Jointly wit other teams in Heidelberg we are organizing a Computer Vision and Machine Learning Talk Series External and internal speaker are invited to give talks about their recent works. Below you find the list of talks in this series. We try to keep a strict time limit of one hour (45min presentation, 15min questions).
|16.12.2016 11:00 2024 or 2026||Subbu Veeravasarapu (Goethe Universität Frankfurt)
Transfer Learning from Virtual Reality
There is a growing interest to utilize Computer Graphics (CG) renderings to generate large scale annotated data in order to train machine learning systems, such as Deep convolutional neural networks, for Computer Vision (CV). However, the impact computational rendering approximations, due to choices in the rendering pipeline, on trained CV systems generalization performance is still not clear. I address this space with a case study involving traffic scenes. I also try to quantize the performance gains due to unsupervised learning of virtual scene priors from the target (real world) domain's data. I finally conclude with some interesting insights from our experimentation about the impact of rendering choices and scene models on the issue of 'domain shift' and various ways to correct it.
|15.12.2016 14:00 2024 or 2026||Pierre Baqué (EPFL)
Multi-Modal Mean-Fields via Cardinality-Based Clamping
Mean Field inference is central to statistical physics. It has attracted much interest in the Computer Vision community to efficiently solve problems expressible in terms of large Conditional Random Fields. However,
since it models the posterior probability distribution as a product of marginal probabilities, it may fail to properly account for important dependencies between variables.
We therefore replace the fully factorized distribution of Mean Field by a weighted mixture of such distributions, that similarly minimizes the KL-Divergence to the true posterior. By introducing two new ideas, namely, conditioning on groups of variables instead of single ones and using a parameter of the conditional random field potentials, that we identify to the temperature in the sense of statistical physics to select such groups, we can perform this minimization efficiently. Our extension of the clamping method proposed in previous works allows us to both produce a more descriptive approximation of the true posterior and, inspired by the diverse MAP paradigms, fit a mixture of Mean Field approximations.
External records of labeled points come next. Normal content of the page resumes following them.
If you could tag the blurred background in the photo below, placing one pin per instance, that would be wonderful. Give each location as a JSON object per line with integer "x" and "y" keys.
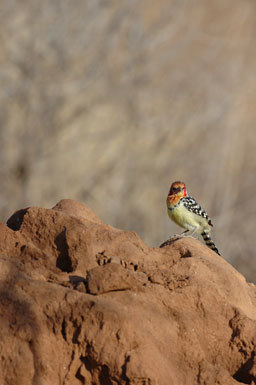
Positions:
{"x": 109, "y": 101}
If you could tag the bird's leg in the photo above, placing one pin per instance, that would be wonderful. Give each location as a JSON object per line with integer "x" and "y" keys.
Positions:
{"x": 177, "y": 236}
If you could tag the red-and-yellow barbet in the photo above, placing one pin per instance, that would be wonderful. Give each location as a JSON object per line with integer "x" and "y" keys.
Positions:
{"x": 187, "y": 213}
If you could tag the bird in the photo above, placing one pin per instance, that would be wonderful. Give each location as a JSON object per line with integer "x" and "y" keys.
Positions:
{"x": 187, "y": 213}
We demonstrate that this positively impacts real-world algorithms that initially relied on mean fields.
|30.11.2016 9:30 2024 or 2026||Vincent Lepetit (TU Graz)
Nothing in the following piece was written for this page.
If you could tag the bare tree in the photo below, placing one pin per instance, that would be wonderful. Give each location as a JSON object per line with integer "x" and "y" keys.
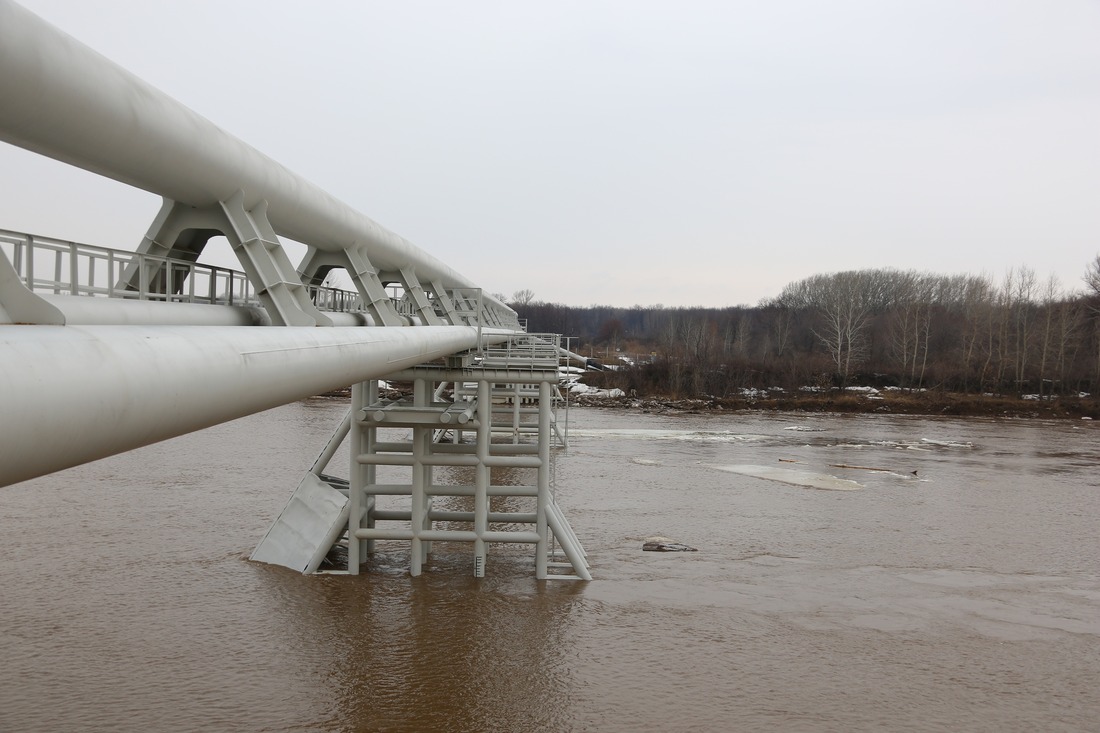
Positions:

Computer Vision Pipelines and Deep Learning
Many traditional Computer Vision problems can now be solved by a single Deep Network. In this talk, I will use 3D hand tracking and interest point detection and description as examples to show that we can also tackle more complex problems by building full computer vision pipelines from multiple deep networks working together. By designing these pipelines carefully, we can keep the advantages of single Deep Networks: end-to-end learning by minimizing only one clear cost function for the full pipeline, and high performance.
|27.10.2016 15:15 2026||Oliver Zendel (Austrian Institute of Technology)
Ingredients For Good CV Test Data
The quality and robustness of CV solution directly correlates to the quality and completeness of the test data used to validate it. There is a tool to determine the quality of existing test data sets: CV-HAZOP. The talk will give a short introduction into the topic and give insights into how to apply this tool for a CV use case.
|26.04.2016 13:00 2026||Oliver Lange, Holger Janssen (Bosch)
Computer Vision Research at Bosch
|22.04.2016 10:00 2026||Andreas Geiger (MPI Tübingen)
Robust Visual Perception for Intelligent Systems
Perception is a key component of every intelligent system as it enables actions within a changing environment. While humans perceive their environment with seemingly little efforts, computers first need to be trained for these tasks. One of the biggest challenges in computer vision are ambiguities which arise due to the complex nature of our environment and the information loss caused by observing two-dimensional projections of our three-dimensional world. In this talk, I will present several recent results in stereo estimation, 3D reconstruction and motion estimation which integrate high-level non-local prior knowledge for resolving ambiguities that can't be resolved using local assumptions alone. Furthermore, I will discuss the "curse of dataset annotation" and present a method for augmenting video sequences efficiently with semantic information.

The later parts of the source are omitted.